Why RISC it?

[unlockthesource]

***This post should not be moved to the CPU forum, since the people there rarely discuss non x84 chips, and becuase i want a more technical (electrical eng.) discussion.***

So whats all the hype about the Reduced Instruction Set Chip?

It runs a whole lot of the UNIX web servers we visit everyday, and powers all the Mac's. What so special about this type of chip?

 

[imgod2u]

The whole thing about RISC was the simplicity of instruction sets that makes it much easier to design in hardware and, thereby, easy to design hardware that was faster.

Modern x86 chips have pretty much circumvented all of the performance advantages of RISC with various methods. However, those methods took a lot of engineering effort and adds quite a bit of complexity and heat/power consumption. Until recently, this hadn't been a problem as big corporations like Intel could afford this extra design effort in order to maintain backwards compatibility. However, as we go forward and power becomes an issue, I think x86 will become less and less attractive.

 

[addragyn]

http://www-1.ibm.com/servers/eserver/pseries/hardware/system_perf.pdf

 

[unlockthesource]

That makes sense. Looks like it is the chip of the past and the chip of the future. Thanks

 

[cquark]

Modern IA32 chips are essentially superscalar RISC processors, with IA32 instruction translation units that convert x86 assembly into RISC micro-ops. When Intel first came out with this type of design with the Pentium, the translation unit and the microcode ROM took up a noticeable chunk of the die, which could've been used to increase performance for more execution units or cache. However, as we've moved from the 0.8 micron process the original Pentium was made on to today's 0.09 micron processes, the cost is fairly small and new tricks like the trace cache and new instructions to substitute for the abysmal x87 architecture in most respects have been added to mitigate the expense.

 

[CTho9305]

Originally posted by: cquark
Modern IA32 chips are essentially superscalar RISC processors, with IA32 instruction translation units that convert x86 assembly into RISC micro-ops. When Intel first came out with this type of design with the Pentium,

Pentium Pro, actually. The Pentium still ran native x86 ops.

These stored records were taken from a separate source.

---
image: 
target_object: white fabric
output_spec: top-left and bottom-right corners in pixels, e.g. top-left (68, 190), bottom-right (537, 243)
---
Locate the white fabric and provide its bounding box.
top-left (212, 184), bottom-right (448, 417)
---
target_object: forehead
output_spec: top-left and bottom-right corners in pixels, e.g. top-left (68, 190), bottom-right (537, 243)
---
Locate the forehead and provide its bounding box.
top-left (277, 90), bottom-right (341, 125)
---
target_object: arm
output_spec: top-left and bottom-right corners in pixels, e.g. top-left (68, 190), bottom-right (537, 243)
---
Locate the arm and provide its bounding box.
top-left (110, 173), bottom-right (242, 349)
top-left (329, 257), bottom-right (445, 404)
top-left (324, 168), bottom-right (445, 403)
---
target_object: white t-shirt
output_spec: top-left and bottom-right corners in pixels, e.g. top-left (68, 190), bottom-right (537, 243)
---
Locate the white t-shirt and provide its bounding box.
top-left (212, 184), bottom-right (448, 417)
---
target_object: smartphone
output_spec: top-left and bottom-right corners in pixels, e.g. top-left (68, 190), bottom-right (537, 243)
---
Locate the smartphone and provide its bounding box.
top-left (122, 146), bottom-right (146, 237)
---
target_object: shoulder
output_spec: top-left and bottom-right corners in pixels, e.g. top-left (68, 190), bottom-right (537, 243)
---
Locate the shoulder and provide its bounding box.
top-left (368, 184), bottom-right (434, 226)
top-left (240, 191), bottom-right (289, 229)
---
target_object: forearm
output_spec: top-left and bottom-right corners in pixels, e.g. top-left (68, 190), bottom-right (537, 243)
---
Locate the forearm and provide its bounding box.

the translation unit and the microcode ROM took up a noticeable chunk of the die, which could've been used to increase performance for more execution units or cache. However, as we've moved from the 0.8 micron process the original Pentium was made on to today's 0.09 micron processes, the cost is fairly small

I disagree. P4 die photo: the uROM isn't huge, but for comparison, it's the size of the floating point adder, almost the size of the data cache, about the size of the integer register file, and larger than most datapath execution units. If you didn't need it, you could save the array area, plus whatever extra logic there is to read from the uROM. Accessing the uROM also adds a cycle or two to the pipeline, which doesn't help your mispredict penalties at all.

and new tricks like the trace cache and new instructions to substitute for the abysmal x87 architecture in most respects have been added to mitigate the expense.

The trace cache is about half the size of the FPU, and almost the size of the whole integer execution core. The instruction decoder is nearly as big. Even with MIPS/VLIW, you'd still need some instruction decode logic, but you'd have a lot less area there, and you might be able to get away with no trache cache.

edit: Also, the P4 is a HUGE chip. The area wastes become more apparent when you're looking at simpler or lower-power designs.

 

[jhu]

Originally posted by: cquark
Modern IA32 chips are essentially superscalar RISC processors, with IA32 instruction translation units that convert x86 assembly into RISC micro-ops. When Intel first came out with this type of design with the Pentium, the translation unit and the microcode ROM took up a noticeable chunk of the die, which could've been used to increase performance for more execution units or cache. However, as we've moved from the 0.8 micron process the original Pentium was made on to today's 0.09 micron processes, the cost is fairly small and new tricks like the trace cache and new instructions to substitute for the abysmal x87 architecture in most respects have been added to mitigate the expense.

actually, intel wasn't the first to come out with this. nexgen did with their nexgen 5x86. it was pretty cool in that you could actually write programs in its native instruction set as well as x86(i think, or perhaps i'm thinking of some other processor).